Paisaje e industria

El paisaje es un género al que Díaz brindó una atención ocasional. Sus paseos en bicicleta por los cerros orientales de Bogotá sirvieron tanto para dar inicio a su labor como activista ambiental como para hacer ocasionales tomas, en las que se expresa de nuevo su interés por los efectos lumínicos obtenidos con la luz natural y su gusto por las composiciones serenas y equilibradas. Algunas de estas imágenes hacen parte de su libro documental Diario de una devastación(1979), en el que el autor denuncia la destrucción de los cerros orientales de Bogotá.

Por otra parte, y de manera similar a lo ocurrido con Cartagena, es Díaz quien, en la década los ochenta, se dedica a registrar la vida de los habitantes de San Andrés, con lo cual contribuye a construir un imaginario sobre una de las comunidades menos conocidas del país. Su registro de las fronteras azules del país será, quizá, su gran aporte durante esa década al crear un cuerpo de trabajo perdurable que, hasta el momento, no ha tenido comparación.
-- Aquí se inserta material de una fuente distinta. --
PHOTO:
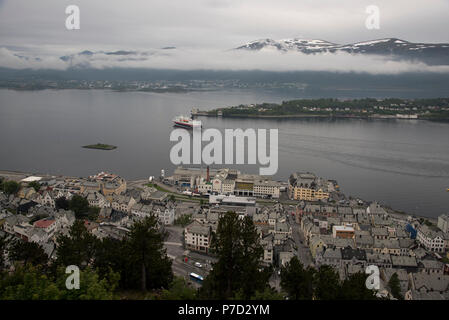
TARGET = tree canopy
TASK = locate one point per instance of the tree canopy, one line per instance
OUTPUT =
(239, 252)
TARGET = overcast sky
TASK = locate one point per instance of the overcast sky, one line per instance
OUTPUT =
(143, 24)
(39, 25)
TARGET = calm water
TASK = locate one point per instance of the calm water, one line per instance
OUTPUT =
(404, 164)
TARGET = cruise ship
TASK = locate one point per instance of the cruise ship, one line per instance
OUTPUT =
(183, 122)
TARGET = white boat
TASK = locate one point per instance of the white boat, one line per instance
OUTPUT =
(183, 122)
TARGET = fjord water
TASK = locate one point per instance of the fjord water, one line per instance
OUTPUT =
(401, 163)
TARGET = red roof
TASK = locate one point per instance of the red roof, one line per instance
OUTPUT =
(43, 223)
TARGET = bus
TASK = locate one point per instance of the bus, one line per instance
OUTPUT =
(196, 277)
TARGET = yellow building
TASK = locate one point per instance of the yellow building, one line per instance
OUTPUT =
(309, 194)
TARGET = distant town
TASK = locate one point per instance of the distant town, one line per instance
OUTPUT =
(306, 217)
(160, 86)
(428, 109)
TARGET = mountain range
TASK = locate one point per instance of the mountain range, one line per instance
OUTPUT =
(429, 53)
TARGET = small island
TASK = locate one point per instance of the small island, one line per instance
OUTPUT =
(100, 146)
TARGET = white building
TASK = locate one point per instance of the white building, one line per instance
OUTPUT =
(166, 216)
(430, 239)
(197, 237)
(264, 188)
(443, 223)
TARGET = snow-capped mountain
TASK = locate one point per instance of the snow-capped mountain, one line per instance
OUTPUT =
(431, 53)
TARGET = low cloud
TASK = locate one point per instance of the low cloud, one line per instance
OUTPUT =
(191, 59)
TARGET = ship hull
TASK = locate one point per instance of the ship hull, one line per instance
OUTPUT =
(182, 125)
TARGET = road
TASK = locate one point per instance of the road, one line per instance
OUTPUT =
(175, 250)
(303, 251)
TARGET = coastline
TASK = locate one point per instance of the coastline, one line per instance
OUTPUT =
(19, 175)
(312, 116)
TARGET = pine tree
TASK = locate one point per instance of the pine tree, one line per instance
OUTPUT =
(296, 281)
(238, 269)
(395, 286)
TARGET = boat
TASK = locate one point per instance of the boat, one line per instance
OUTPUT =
(183, 122)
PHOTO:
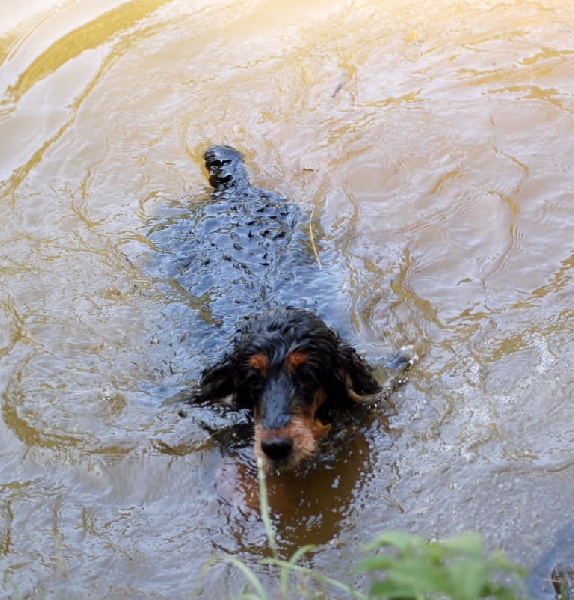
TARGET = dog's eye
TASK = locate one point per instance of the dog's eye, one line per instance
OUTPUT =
(296, 360)
(259, 363)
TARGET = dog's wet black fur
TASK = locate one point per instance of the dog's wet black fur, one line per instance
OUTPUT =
(247, 251)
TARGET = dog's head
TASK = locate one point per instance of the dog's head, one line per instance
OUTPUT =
(289, 368)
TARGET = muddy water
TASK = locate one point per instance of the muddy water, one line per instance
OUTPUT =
(430, 140)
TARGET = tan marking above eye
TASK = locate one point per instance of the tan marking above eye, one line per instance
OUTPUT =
(296, 359)
(259, 362)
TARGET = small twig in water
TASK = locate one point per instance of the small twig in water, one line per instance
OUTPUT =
(312, 239)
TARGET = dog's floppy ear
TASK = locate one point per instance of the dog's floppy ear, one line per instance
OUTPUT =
(357, 374)
(217, 382)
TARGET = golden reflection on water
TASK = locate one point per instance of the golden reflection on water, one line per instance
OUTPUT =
(432, 142)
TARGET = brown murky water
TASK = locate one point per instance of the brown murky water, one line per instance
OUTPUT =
(433, 141)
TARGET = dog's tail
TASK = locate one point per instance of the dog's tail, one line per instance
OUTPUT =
(226, 168)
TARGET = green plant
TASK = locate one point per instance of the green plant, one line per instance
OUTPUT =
(403, 567)
(457, 568)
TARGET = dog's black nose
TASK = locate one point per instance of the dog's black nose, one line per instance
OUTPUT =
(277, 448)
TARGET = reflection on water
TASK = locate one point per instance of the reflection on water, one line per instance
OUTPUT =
(429, 141)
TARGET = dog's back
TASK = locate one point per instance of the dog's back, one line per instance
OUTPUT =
(241, 250)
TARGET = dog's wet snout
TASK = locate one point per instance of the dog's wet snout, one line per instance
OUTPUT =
(277, 448)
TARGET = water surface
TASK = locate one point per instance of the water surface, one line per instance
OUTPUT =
(430, 143)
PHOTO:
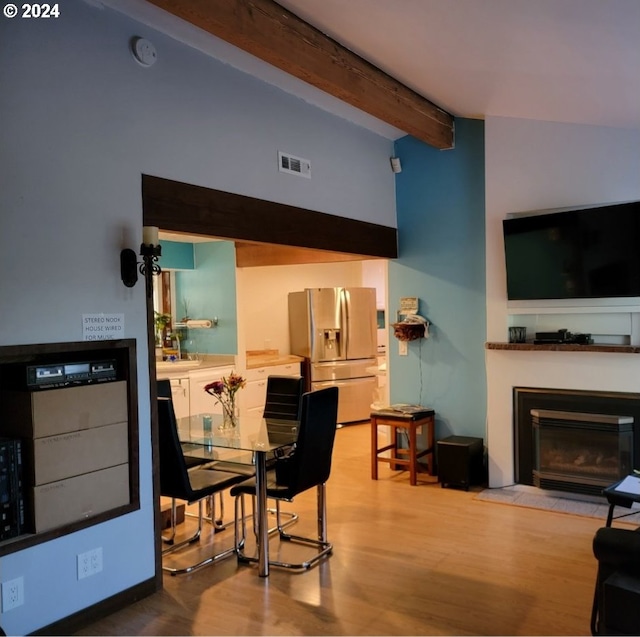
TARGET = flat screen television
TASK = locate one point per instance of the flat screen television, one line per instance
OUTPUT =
(574, 254)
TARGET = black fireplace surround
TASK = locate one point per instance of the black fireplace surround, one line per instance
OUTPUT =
(595, 402)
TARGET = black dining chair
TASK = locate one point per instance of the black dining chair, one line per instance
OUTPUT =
(179, 483)
(282, 403)
(308, 466)
(283, 397)
(163, 388)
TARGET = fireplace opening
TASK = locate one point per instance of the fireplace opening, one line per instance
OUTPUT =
(587, 441)
(578, 452)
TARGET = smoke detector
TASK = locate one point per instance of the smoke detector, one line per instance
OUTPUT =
(294, 165)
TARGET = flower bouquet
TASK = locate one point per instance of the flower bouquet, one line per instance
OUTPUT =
(224, 391)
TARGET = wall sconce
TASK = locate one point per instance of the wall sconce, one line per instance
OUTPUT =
(150, 251)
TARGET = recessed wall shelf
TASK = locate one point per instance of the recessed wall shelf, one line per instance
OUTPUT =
(565, 347)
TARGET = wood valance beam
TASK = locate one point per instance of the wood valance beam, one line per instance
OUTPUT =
(272, 33)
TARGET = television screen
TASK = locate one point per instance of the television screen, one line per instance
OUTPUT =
(588, 253)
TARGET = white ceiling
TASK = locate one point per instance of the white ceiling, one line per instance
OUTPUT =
(556, 60)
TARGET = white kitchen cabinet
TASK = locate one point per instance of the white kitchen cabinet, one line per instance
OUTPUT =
(255, 391)
(180, 396)
(200, 402)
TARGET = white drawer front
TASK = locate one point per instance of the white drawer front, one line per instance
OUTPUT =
(254, 394)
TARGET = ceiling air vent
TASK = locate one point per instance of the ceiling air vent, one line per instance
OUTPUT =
(294, 165)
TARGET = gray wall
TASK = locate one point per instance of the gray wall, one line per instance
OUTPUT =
(81, 121)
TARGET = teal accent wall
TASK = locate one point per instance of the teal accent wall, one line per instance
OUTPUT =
(176, 255)
(210, 291)
(441, 229)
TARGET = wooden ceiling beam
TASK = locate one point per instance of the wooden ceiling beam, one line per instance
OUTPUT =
(272, 33)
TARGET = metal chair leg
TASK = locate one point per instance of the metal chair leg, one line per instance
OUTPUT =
(323, 547)
(216, 557)
(194, 538)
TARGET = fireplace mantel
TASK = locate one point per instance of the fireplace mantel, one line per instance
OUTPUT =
(565, 347)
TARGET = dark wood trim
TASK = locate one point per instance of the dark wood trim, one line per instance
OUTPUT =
(73, 623)
(270, 32)
(155, 449)
(178, 207)
(565, 347)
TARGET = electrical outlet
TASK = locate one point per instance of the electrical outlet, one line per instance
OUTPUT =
(89, 563)
(12, 594)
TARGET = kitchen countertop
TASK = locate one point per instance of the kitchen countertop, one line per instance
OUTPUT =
(178, 369)
(270, 357)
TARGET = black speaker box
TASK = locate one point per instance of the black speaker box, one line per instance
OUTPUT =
(460, 461)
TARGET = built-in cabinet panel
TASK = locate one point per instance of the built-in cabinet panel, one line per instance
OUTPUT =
(68, 438)
(200, 402)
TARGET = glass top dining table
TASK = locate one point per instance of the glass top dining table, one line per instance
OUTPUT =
(203, 434)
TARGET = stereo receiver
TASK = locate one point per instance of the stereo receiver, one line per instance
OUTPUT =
(65, 374)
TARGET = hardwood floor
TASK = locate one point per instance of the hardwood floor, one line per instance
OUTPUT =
(407, 560)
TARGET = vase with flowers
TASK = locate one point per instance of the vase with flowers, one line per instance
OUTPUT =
(224, 391)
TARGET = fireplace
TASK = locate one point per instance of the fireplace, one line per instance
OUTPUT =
(573, 440)
(580, 452)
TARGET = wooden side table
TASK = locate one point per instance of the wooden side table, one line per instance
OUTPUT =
(412, 422)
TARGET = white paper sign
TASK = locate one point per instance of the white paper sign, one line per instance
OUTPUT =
(102, 327)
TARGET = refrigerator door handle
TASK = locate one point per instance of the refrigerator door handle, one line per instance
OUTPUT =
(344, 318)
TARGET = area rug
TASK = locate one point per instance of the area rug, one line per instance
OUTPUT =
(525, 496)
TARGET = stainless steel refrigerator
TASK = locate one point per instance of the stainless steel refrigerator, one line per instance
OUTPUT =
(335, 329)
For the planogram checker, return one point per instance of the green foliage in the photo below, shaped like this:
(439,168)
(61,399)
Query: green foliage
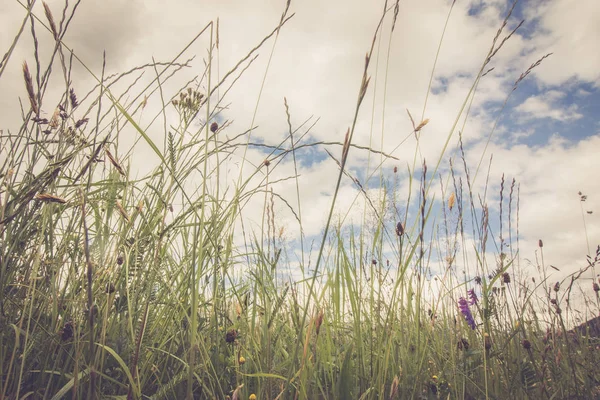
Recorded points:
(119,287)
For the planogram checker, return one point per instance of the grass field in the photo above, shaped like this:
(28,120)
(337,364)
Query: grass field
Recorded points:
(108,290)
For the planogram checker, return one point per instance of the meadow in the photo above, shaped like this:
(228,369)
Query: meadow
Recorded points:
(120,286)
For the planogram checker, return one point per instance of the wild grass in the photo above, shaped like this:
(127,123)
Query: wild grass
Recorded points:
(109,291)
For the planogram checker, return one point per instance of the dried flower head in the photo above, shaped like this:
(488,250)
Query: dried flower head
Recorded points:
(73,98)
(230,336)
(50,20)
(472,297)
(487,342)
(399,229)
(29,87)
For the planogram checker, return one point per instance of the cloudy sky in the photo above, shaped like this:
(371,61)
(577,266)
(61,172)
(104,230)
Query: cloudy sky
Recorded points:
(546,137)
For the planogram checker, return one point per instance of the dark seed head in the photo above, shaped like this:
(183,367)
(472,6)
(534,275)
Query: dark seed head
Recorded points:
(230,336)
(399,229)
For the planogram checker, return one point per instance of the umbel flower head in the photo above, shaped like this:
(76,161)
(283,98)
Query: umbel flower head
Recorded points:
(463,306)
(472,297)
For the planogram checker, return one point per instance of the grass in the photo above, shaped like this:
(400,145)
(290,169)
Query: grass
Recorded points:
(109,291)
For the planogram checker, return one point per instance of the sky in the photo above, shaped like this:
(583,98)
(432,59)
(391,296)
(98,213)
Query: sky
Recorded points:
(544,134)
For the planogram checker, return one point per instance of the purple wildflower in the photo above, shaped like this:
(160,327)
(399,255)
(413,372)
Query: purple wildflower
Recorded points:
(472,297)
(463,305)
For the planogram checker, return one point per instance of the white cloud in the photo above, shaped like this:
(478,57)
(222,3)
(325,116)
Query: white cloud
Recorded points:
(549,106)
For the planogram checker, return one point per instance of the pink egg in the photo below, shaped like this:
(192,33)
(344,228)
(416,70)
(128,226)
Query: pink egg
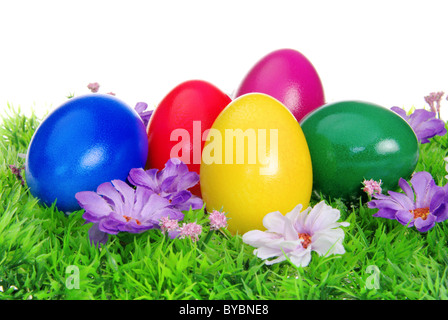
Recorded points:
(288,76)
El departamento de Boyacá y, en general, el altiplano andino constituye otro de los escenarios preferidos de Díaz, quien habitualmente incluyó la huella de la presencia humana en sus paisajes como sencillo homenaje a la vida campesina.

Finalmente, sus fotografías de diferentes empresas comerciales, realizadas por encargo, nos permiten conocer a Díaz en el ejercicio de hacer atractivos y visibles escenarios industriales, los que enfrenta como un problema estrictamente formal. De nuevo, las hojas de contactos permiten seguir al fotógrafo en la búsqueda de la imagen ideal al encontrar, en la geometría y en la simetría, las herramientas para lograr imágenes satisfactorias.